Leslie se mordió la punta de la llaga y palideció por el dolor punzante en la lengua. Si pudiera hablar con Maureen y descubrir qué estaba pasando, entonces podría mentir de un modo más convincente. La mujer inglesa se acercó y se sentó delante de ella.

– ¿Quiere comer algo? -dijo.

– No -dijo Leslie-. Oiga, no supe que Ann era la mujer de Jimmy hasta después de que se marchara.

– Ya. ¿Cuándo lo supo?

– Después de que se marchara.

– ¿Exactamente cuándo?

Leslie no estaba acostumbrada a mentir y no disponía del equipo básico. No podía ponerse en situación, ni basarse en hechos reales para construir una mentira sostenible. Se reclinó en el respaldo, dio una última calada al cigarro y lo apagó en un cenicero que era como un molde de tarta.

– ¿Qué me va a pasar? -preguntó.

– ¿Qué quiere decir?

– ¿Van a acusarme?

– Todavía no estamos seguros.

– Si lo hacen, ¿de qué me acusarán?

– Depende.

– ¿De qué?

– Si podemos probar que usted podía saber que él le iba a pegar y, de algún modo, lo ayudó, entonces… bueno, entonces es un asesinato.

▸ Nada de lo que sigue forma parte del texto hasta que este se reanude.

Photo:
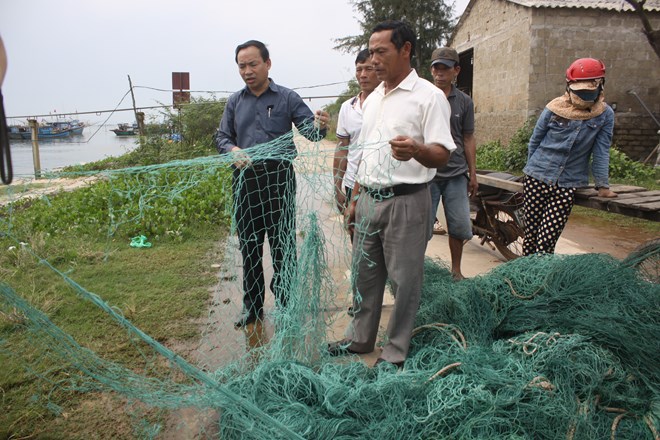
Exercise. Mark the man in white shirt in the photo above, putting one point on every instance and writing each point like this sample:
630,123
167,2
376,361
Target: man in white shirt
405,136
349,124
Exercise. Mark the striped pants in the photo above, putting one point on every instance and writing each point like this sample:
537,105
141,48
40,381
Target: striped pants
546,208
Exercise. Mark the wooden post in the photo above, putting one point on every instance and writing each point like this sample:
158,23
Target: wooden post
34,125
140,121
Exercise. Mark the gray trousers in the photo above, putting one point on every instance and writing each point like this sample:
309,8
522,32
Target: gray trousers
390,240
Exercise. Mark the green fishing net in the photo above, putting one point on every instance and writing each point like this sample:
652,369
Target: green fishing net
542,347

Leslie todavía no había vuelto a casa. Maureen estuvo a punto de volver a llamar a Vik pero se echó para atrás cuando estaba marcando el prefijo regional. En el exterior de la cabina, los tubos de escape de los coches formaban una neblina encima de Brixton Hill, los gases y la suciedad flotaban en el aire igual que la sal en un experimento químico. Era la primera hora de la tarde y el tiempo estaba cambiando hacia lo que sería otro caluroso día de invierno. Se puso las gafas de sol, salió de la cabina y se dirigió colina arriba hacia la casa de Moe. La bolsa pesaba mucho y le dolía el hombro, lo que la hacía sentirse aún peor. Se paró y dejó la bolsa en una repisa, abrió el velcro y miró dentro. Todavía tenía la bolsa de la compra de Kilty. La cogió y sacó dos latas de judías y un paquete de carne de ternera en conserva y los dejó en el suelo. Se quedó con aquello que no encontraría en una tienda de comestibles: dos tabletas de chocolate Milka gigantes, un paquete de pastas de arroz y una caja de botellines con líquido para encender fuego. Ya se lo explicaría más tarde. Se estremecía cada vez que pensaba en la noche anterior. La mujer de Las Vegas, Elizabeth, le dijo que no sabía nada de «eso». No lo habría dicho a menos que hubiera algo que saber.